The Small Business Tax Certainty and Growth Act of 2015 (S. 1141). Senator Susan Collins (R-ME)
introduced this bill on April 30, 2015, to permanently double deductions for small business start-up expenses,
organizational expenses, and syndication fees; clarify cash accounting for small businesses; and extend other tax
provisions. Presently S. 1141 has two co-sponsors (Senators Bob Casey (D-PA) and Kelly Ayotte (R-NH)) and is
awaiting action by the Senate Finance Committee.

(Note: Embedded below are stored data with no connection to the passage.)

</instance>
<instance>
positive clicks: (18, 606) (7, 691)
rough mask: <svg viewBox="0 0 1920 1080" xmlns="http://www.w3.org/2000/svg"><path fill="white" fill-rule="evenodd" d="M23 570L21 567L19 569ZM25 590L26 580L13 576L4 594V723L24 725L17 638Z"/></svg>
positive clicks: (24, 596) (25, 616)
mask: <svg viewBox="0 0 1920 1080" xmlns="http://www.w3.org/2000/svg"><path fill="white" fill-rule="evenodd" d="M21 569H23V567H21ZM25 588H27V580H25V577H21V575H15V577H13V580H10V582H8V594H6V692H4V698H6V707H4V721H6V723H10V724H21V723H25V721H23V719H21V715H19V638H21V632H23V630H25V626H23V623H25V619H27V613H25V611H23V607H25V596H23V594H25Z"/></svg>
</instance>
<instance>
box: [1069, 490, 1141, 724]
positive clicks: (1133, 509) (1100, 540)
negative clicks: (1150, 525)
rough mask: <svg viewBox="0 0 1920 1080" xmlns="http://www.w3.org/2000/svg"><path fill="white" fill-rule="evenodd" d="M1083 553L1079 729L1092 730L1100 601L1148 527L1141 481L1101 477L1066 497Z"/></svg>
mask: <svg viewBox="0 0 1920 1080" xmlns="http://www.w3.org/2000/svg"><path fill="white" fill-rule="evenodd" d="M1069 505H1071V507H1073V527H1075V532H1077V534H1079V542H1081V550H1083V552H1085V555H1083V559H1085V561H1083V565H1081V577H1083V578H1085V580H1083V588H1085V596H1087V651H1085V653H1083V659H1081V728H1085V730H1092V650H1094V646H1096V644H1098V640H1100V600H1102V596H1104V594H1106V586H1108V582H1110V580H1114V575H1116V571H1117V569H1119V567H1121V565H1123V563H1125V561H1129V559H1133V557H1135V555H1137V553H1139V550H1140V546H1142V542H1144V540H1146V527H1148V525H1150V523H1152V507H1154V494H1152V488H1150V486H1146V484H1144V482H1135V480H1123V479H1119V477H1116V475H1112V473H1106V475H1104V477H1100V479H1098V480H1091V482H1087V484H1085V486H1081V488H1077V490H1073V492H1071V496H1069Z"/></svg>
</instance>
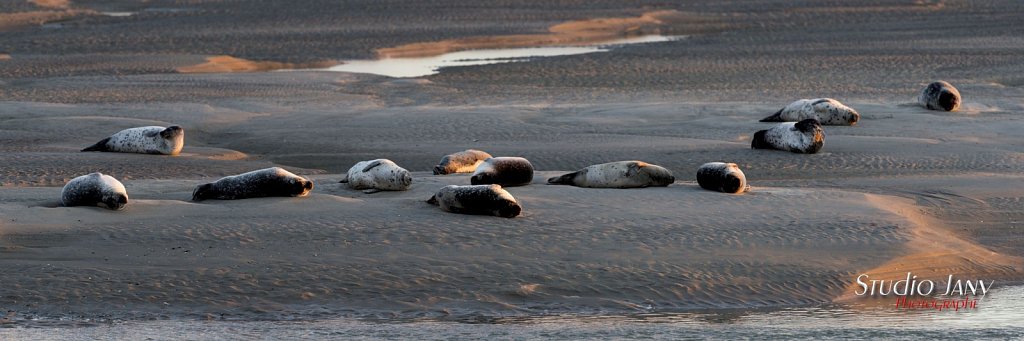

The Promotion and Expansion of Private Employee Ownership Act of 2015 (H.R. 2096). Representative
David Reichert (R-WA) introduced this bill on April 29, 2015, to expand availability of employee stock ownership
plans sponsored by S corporations. Presently, H.R. 2096 has bipartisan support from 10 co-sponsors (4
Republicans and 6 Democrats) and is awaiting action by the House Ways and Means, Small Business, and
Education and the Workforce Committees.
The Stop Subsidizing Multimillion Dollar Corporate Bonuses Act (H.R. 2103/S. 1127). Representative Lloyd
Doggett (D-TX) and Senator Jack Reed (D-RI), respectively, introduced these bills on April 29, 2015, to expand the
denial of deduction for certain excessive compensation to corporate employees. Presently, H.R. 2103 has 23 co-
sponsors (all Democrats) and is awaiting action by the House Ways and Means Committee. S. 1127 has three co-
sponsors (all Democrats) and is awaiting action by the Senate Finance Committee.
UPDATES FROM THE JOINT COMMITTEE ON TAXATION
The JCT and National History Center recently held a congressional briefing during which experts described the
evolution of the federal tax system from the early twentieth century through the present day. In addition to
discussion of sweeping plans for “tax replacement” that have surfaced repeatedly – including calls for broad-based
consumption levies like a national sales tax or value-added tax – the briefing examined the Tax Reform Act of
1986, which is “arguably the most important peacetime tax reform in American history.”
While the JCT did not release any reports last week, Chief of Staff Tom Barthold recently announced that the
Committee is struggling with how to arrive at a point estimate, rather than a range of estimates, when required to
use dynamic scoring methods to score proposed legislation. Moreover, he noted that staff is still trying to determine
“what [] extra information should be [collected]” for purposes of dynamic scoring.